The reason the Multisim results didn't match the calculated results is not the fault of Multisim, but rather the fault of the approach. The difference between a gain ratio of 2, the desired result, and that of 1.5, the Multisim result, is ~2.5db. That is far from the mark. That puts the 6db rolloff out at about 13khz rather than 9.6khz; right where using C = 1/2pifR to resolve the problem would put it.

 

[vonsproken]

Hi, I'm only in my first year at college so have done very little on phase angle and reactance. The teacher only requires that I do it the way shown above, same as this website

**broken link removed**

Although saying this I will still work out the proper theory to it, just give me later tonight and I will show you my attempt - lots of other assignments to get done aswell.

 

[MRCecil]

Your link shows the low pass filter you described with the equation you used. Note that the equation cited is for the "corner frequency" of the filter, the 3db point in the rolloff. The note even describes the value at that point as .707 of Vin. (db = 20log Vmeas/Vref=20log .707=3db

The criteria you described initially set the gain ratio at the two frequencies at 0.5 (3/6) with Vref at 1khz and Vmeas at 9.6khz . That is -6db not -3db. Did your instructor give you the wrong information for this problem or did it get jumbled in the translation?

 

[vonsproken]

Hi, I totally messed up and misread the question, some reason I was thinking that the breakpoint frequency was half the voltage gain - I just looked through a past assignment and realised that it was 0.707 (1/ √2) of the input voltage.

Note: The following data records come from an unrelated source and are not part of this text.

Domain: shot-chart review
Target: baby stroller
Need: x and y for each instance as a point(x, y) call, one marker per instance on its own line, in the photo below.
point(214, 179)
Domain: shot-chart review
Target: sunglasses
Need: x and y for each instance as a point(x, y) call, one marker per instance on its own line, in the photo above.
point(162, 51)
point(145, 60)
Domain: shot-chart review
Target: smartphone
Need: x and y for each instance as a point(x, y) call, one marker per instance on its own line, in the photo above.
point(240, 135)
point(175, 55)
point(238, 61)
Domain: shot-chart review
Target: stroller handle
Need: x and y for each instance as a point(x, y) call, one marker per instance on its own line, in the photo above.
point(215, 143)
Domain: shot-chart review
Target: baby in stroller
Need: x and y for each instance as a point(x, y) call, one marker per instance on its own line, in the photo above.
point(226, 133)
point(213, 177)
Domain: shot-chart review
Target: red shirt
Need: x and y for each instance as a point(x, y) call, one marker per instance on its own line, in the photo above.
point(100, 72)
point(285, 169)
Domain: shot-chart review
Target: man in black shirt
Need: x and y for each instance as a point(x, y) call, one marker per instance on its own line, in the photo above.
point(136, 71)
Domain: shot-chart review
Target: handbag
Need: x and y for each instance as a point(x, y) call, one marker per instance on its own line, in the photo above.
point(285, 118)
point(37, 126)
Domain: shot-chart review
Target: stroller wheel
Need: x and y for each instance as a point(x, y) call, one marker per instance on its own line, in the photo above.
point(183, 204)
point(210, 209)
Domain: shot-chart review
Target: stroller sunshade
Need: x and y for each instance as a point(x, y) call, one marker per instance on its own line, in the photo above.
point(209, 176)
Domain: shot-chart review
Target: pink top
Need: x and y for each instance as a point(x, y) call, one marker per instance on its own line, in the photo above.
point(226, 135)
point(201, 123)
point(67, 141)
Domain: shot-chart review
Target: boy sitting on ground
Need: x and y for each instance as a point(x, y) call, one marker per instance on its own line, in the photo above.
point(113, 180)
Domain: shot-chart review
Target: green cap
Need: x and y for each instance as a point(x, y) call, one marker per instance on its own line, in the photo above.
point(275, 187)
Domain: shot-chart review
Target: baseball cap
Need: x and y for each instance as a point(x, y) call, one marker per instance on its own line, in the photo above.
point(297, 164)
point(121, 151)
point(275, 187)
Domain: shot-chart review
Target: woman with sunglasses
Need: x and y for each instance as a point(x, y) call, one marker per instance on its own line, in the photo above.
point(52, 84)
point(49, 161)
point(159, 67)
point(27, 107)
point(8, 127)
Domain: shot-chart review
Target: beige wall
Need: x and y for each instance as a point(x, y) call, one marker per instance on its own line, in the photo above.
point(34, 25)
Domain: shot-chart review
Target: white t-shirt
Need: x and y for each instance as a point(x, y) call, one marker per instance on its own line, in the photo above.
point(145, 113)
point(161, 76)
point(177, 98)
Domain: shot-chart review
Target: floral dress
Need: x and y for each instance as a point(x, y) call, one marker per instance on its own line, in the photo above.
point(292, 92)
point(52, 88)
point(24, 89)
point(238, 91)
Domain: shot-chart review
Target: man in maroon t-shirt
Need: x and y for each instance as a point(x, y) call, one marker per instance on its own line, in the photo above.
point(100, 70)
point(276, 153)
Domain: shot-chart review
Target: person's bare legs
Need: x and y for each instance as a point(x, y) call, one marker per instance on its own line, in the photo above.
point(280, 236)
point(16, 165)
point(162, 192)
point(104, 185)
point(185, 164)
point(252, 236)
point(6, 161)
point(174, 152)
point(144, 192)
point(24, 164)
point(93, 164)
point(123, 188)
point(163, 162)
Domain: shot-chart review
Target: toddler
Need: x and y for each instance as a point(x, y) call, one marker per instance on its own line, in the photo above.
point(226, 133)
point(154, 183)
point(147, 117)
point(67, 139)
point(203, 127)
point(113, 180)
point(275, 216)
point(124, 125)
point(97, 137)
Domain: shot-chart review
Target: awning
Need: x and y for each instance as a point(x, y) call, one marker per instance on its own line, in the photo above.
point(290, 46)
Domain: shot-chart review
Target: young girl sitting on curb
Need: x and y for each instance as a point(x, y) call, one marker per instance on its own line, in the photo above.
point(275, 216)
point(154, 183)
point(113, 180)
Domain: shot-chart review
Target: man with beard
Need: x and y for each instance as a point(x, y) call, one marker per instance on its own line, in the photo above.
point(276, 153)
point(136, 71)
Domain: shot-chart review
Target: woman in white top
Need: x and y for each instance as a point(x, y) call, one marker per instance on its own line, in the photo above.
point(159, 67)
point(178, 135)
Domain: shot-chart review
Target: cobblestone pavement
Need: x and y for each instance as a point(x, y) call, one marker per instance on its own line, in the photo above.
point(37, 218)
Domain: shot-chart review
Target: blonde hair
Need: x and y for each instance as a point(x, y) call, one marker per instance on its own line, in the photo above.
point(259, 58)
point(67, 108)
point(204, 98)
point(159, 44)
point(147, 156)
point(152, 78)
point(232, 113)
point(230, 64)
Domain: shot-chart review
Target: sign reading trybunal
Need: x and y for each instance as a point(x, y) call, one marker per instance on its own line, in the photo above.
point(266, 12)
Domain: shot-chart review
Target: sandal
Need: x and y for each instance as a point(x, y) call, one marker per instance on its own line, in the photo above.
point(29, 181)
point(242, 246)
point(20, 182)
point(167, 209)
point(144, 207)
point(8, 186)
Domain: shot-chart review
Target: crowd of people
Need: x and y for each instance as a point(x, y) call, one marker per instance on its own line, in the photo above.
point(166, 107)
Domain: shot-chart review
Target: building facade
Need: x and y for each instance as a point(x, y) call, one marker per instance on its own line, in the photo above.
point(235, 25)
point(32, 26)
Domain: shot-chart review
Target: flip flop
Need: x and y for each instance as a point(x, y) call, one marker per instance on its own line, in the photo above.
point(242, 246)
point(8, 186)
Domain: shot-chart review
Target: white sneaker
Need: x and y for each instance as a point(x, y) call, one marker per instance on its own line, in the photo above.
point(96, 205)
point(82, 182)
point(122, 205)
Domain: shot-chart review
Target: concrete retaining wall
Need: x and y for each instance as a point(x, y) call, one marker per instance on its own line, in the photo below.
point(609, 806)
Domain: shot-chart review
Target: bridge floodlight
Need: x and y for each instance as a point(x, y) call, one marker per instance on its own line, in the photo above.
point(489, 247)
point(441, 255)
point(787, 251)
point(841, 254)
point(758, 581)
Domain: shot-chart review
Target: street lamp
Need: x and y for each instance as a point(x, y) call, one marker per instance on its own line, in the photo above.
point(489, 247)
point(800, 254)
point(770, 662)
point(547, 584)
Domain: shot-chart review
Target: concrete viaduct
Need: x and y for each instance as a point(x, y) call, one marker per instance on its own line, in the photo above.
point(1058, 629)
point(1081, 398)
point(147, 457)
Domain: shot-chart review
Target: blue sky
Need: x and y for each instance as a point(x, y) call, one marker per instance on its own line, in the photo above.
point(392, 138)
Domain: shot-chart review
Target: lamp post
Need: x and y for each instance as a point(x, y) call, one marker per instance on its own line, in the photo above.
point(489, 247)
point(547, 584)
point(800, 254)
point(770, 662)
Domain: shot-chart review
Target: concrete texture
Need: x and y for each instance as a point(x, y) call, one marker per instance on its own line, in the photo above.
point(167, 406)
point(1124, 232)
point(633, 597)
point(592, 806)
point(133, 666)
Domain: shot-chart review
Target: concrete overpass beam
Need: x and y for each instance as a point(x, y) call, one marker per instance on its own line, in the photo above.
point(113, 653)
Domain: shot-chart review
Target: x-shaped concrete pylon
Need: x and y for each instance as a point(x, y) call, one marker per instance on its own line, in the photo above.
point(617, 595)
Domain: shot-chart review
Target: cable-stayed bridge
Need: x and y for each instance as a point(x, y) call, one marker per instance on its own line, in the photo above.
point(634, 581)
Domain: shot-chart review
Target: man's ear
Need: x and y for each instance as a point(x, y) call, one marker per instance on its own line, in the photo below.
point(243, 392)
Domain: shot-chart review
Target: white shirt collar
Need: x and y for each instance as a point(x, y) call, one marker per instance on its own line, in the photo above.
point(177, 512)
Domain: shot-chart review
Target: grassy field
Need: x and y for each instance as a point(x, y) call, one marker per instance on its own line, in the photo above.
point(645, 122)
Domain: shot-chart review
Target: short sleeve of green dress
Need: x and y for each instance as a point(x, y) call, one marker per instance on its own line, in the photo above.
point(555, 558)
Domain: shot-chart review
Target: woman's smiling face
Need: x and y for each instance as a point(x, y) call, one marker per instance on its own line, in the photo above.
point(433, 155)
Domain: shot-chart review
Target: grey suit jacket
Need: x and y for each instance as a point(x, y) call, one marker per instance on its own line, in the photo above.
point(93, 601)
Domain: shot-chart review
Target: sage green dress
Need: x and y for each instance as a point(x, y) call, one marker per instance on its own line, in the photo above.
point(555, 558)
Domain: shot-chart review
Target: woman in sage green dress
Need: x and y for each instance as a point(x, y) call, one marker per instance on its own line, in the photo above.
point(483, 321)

So my working and results are correct because I get an output of aproximately 4V, 0.707 x 6V = 4.24V

Thanks, if you had not pointed out my error I would have still been racking my brain.

I would like to thank everyone for helping me even though what I was asking was totally different to what I was needing, thanks MrCecil, MrAl and Castilho.

 

[Roff]

Your results are not what I get by using the breakpoint method. See attached.

 

[vonsproken]

Your capacitor value is twice that of mine.

1 / 2 x pi x 40200 x 9600 = 412.4pF

 

[Roff]

Your capacitor value is twice that of mine.

1 / 2 x pi x 40200 x 9600 = 412.4pF

Yours is wrong. The RC feedback rolls off at 6dB per octave. To get 6dB attenuation at 9.6kHz relative to the DC gain (your teacher used 1kHz), your breakpoint needs to be an octave below 9.6kHz, i.e., 4.8kHz. Did you study the graph I posted?

 

[crutschow]

Hi, I totally messed up and misread the question, some reason I was thinking that the breakpoint frequency was half the voltage gain - I just looked through a past assignment and realised that it was 0.707 (1/ √2) of the input voltage.

You probably remember someone saying it's the half-power point, which is the 1/√2 voltage point.

 

[MrAl]

Hello again,


There are several approaches to this problem, at least three i can think of offhand:
1. Parallel Impedances (approximation)
2. Pole Placement with initial Parallel Impedance calculation (approximation)
3. A full circuit analysis and determination of R and C explicitly (exact)


I think the teacher is looking for #1, parallel impedances, according to the posts i have read so far. Interestingly, that's the least accurate method but perhaps a good starting place for a student.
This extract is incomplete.